= Warburg coefficient =

Diffusion coefficient of ions in solution

The Warburg coefficient (or Warburg constant; denoted A_{W} or σ) is the diffusion coefficient of ions in solution, associated to the Warburg element, Z_{W}. The Warburg coefficient has units of ${\Omega}/\sqrt{\text{seconds}}={\Omega} s^{-1/2}$

The value of A_{W} can be obtained by the gradient of the Warburg plot, a linear plot of the real impedance (R) against the reciprocal of the square root of the angular frequency (${1}/\sqrt{\omega}$).

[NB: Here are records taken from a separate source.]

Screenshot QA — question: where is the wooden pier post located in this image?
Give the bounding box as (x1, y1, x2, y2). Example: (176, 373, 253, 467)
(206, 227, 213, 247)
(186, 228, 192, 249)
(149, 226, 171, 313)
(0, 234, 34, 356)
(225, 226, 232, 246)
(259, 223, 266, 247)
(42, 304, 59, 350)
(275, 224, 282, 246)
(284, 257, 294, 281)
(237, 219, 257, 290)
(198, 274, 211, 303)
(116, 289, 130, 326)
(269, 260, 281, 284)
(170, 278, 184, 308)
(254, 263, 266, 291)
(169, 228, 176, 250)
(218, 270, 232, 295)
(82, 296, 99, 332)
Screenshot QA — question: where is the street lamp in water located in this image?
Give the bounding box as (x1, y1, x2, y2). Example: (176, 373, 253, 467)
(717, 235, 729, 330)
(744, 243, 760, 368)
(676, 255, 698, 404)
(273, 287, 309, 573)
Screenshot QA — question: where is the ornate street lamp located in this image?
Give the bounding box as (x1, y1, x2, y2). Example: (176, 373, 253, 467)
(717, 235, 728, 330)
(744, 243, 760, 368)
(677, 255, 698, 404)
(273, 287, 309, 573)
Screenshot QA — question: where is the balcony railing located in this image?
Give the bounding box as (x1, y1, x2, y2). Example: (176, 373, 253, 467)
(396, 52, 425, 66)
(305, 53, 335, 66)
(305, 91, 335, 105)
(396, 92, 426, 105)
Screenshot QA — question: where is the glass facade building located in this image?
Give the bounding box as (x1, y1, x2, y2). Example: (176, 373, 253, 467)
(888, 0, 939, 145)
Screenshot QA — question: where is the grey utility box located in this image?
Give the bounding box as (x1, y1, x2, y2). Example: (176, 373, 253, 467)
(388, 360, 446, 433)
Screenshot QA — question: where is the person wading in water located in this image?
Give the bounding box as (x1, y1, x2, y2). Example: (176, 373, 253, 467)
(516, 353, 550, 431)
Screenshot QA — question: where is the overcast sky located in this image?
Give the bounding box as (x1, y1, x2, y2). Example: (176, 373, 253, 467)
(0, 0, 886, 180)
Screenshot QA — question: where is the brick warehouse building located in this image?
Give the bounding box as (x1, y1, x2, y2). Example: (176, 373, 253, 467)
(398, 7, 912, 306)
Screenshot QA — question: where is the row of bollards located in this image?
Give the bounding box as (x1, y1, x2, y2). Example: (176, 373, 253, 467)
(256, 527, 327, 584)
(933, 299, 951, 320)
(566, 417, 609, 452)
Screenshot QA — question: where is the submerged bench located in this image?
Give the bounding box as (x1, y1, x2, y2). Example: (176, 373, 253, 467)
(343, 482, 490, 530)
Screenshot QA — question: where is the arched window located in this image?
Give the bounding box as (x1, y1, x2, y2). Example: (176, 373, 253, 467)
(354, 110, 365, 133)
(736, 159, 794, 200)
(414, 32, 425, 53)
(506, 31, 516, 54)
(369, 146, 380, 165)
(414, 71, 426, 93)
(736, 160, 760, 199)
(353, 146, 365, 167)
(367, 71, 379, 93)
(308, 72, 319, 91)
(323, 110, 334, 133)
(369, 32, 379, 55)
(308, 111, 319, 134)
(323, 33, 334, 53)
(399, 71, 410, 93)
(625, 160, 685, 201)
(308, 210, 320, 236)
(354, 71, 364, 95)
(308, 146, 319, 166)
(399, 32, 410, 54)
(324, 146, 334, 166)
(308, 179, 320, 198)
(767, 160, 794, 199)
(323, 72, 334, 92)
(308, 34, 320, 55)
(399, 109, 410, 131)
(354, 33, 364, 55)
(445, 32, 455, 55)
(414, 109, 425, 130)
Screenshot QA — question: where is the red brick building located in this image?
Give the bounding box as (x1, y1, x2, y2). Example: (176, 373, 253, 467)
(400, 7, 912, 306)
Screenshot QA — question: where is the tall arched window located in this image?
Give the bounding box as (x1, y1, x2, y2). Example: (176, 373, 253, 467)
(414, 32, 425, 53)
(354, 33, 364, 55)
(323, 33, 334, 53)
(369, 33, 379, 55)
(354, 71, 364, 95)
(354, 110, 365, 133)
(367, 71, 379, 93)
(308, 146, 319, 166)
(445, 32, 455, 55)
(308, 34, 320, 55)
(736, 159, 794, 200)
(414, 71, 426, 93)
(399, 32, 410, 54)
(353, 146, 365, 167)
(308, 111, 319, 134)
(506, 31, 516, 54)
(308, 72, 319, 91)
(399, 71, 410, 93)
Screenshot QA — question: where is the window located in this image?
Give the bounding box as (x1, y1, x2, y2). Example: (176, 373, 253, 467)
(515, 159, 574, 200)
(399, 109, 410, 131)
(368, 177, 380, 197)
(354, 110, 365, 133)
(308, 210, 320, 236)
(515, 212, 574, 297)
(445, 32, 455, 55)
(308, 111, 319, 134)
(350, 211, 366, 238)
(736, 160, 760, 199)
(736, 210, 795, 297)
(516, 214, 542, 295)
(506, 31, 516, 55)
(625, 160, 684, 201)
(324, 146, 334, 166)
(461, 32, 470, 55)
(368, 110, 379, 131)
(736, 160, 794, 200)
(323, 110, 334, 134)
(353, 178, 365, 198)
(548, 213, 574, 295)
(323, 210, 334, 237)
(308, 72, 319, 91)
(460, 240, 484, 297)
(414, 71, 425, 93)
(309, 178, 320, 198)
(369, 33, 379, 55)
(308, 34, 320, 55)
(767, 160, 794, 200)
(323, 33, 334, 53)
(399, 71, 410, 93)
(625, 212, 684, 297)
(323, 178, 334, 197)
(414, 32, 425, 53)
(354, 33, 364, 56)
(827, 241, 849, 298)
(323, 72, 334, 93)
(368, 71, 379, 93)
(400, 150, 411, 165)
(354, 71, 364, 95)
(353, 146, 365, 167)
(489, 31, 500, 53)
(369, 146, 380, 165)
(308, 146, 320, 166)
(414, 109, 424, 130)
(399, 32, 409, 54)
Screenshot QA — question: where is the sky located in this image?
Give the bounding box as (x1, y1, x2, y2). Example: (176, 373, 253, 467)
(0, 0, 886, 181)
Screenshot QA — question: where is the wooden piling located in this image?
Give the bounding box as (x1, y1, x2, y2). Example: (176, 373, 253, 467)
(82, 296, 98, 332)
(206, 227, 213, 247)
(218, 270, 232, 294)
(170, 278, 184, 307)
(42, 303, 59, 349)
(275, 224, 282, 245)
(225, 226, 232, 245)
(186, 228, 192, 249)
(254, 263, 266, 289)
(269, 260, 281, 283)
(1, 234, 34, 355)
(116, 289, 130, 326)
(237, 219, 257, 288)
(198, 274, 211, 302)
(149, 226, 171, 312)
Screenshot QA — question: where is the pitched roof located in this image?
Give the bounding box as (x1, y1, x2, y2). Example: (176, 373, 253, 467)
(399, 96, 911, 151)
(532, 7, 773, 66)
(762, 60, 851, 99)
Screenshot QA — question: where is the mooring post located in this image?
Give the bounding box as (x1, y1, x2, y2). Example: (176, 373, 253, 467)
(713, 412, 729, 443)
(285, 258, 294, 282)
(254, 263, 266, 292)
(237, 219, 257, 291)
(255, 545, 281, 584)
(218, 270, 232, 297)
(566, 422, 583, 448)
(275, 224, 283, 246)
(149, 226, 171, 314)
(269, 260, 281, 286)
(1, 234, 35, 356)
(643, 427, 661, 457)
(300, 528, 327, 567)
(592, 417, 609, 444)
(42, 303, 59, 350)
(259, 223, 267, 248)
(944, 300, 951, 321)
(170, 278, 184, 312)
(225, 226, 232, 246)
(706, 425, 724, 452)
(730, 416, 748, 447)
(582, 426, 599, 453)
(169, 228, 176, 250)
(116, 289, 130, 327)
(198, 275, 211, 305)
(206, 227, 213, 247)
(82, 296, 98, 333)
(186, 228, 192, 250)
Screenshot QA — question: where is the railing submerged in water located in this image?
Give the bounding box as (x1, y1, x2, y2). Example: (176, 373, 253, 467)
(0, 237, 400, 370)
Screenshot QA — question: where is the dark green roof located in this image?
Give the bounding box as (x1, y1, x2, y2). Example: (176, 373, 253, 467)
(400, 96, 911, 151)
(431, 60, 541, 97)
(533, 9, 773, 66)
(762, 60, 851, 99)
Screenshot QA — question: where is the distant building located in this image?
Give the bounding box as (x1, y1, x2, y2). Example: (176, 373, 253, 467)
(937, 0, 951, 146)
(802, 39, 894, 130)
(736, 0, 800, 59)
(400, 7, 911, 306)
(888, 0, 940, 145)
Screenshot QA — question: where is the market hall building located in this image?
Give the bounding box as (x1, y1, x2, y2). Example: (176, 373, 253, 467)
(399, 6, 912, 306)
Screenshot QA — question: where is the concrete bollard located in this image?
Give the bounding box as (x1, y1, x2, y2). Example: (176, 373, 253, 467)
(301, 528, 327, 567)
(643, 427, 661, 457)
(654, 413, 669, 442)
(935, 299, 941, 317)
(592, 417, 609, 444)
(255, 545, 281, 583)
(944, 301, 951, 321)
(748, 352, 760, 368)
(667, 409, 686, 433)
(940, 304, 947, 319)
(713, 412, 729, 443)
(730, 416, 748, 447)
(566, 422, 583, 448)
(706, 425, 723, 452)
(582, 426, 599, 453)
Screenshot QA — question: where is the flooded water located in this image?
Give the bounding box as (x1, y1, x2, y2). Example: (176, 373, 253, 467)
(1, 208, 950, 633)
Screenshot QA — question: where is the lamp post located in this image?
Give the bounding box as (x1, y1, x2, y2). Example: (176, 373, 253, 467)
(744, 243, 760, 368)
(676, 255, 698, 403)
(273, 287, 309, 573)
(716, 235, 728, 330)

This relation should always yield a straight line, as it is unique for a Warburg.

Alternatively, the value of A_{W} can be found by:

$$A_W={\frac{R T}{An^2F^2\sqrt2}}{\left(\frac{1}{C_\mathrm{O}^b\sqrt{D_\mathrm{O}}}+{\frac{1}{C_\mathrm{R}^b\sqrt{D_\mathrm{R}}}}\right)}=\frac{R T}{An^2F^2\Theta C\sqrt{2D}}$$

where
- R is the ideal gas constant;
- T is the thermodynamic temperature;
- F is the Faraday constant;
- n is the valency;
- D is the diffusion coefficient of the species, where subscripts O and R stand for the oxidized and reduced species respectively;
- C^{b} is the concentration of the O and R species in the bulk;
- C is the concentration of the electrolyte;
- A denotes the surface area;
- Θ denotes the fraction of the O and R species present.

The equation for A_{W} applies to both reversible and quasi-reversible reactions for which both halves of the couple are soluble.

The Warburg coefficient is mainly used in engineering. Engineers can calculate how quickly ions are moving through a material by measuring the Warburg Coefficient: this enables them to characterise battery performance.